Padahal, karena tingkatannya Peraturan Menteri, Polri bisa menganggap Permenhan 7/2010 tidak mengatur mereka.  Termasuk, kewenangan yang diberikan kepada Mabes TNI dalam Permenhan itu untuk mengawasi dan mengendalikan senjata api standar militer sebagaimana diatur dalam Pasal 25 Permenhan. 

Lalu, mengapa heboh?  Ini merujuk suasana kebatinan yang terjadi sejak pernyataan Panglima TNI Gatot Nurmantyo di depan purnawirawan TNI, pada 22 September 2017.
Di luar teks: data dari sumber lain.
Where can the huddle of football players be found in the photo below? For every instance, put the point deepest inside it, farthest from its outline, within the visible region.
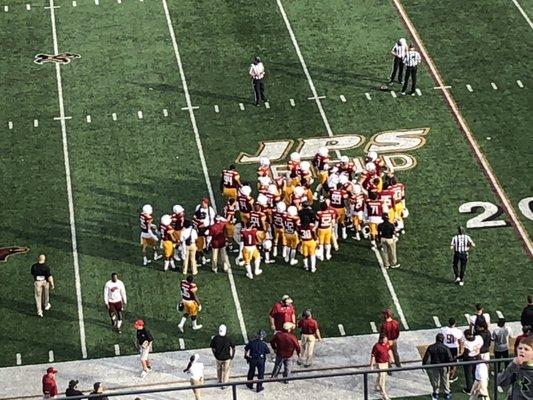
(281, 215)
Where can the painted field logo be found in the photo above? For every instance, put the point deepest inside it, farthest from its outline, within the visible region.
(5, 252)
(390, 145)
(62, 58)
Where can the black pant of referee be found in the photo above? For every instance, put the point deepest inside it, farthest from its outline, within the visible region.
(259, 91)
(410, 72)
(397, 67)
(459, 265)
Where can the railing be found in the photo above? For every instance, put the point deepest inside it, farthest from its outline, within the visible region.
(365, 373)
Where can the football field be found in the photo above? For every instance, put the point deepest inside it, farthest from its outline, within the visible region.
(160, 102)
 Dalam rekaman yang beredar di publik,  Gatot mengatakan, “Ada satu institusi yang akan membeli 5.000 pucuk senjata, bukan militer, ada itu Pak. Ada yang memaksa, ada yang akan mempidanakan. Data-data kami akurat. Kami masuk kepada relung-relung intinya, Pak. Tapi hanya untuk kami saja (data itu). Bahkan, TNI pun akan dibeli, tidak semua isinya bersih. Ada yang sudah punya keinginan dengan cara yang amoral untuk meraih jabatan. Saya sudah berjanji mereka akan saya buat merintih, bukan hanya menangis, Pak. Karena ini berbahaya, Pak kalau sudah TNI ke politik, selesai negara ini. Itu lah awal dari perkelahian, kehancuran negara. Maka apa pun akan kami lakukan. Kami mohon doa restu saja, Pak. Mereka memakai nama Presiden, seolah-olah itu dari Presiden yang berbuat. Informasi yang saya dapat kalau bukan A1 maka saya tidak akan sampaikan di sini.”  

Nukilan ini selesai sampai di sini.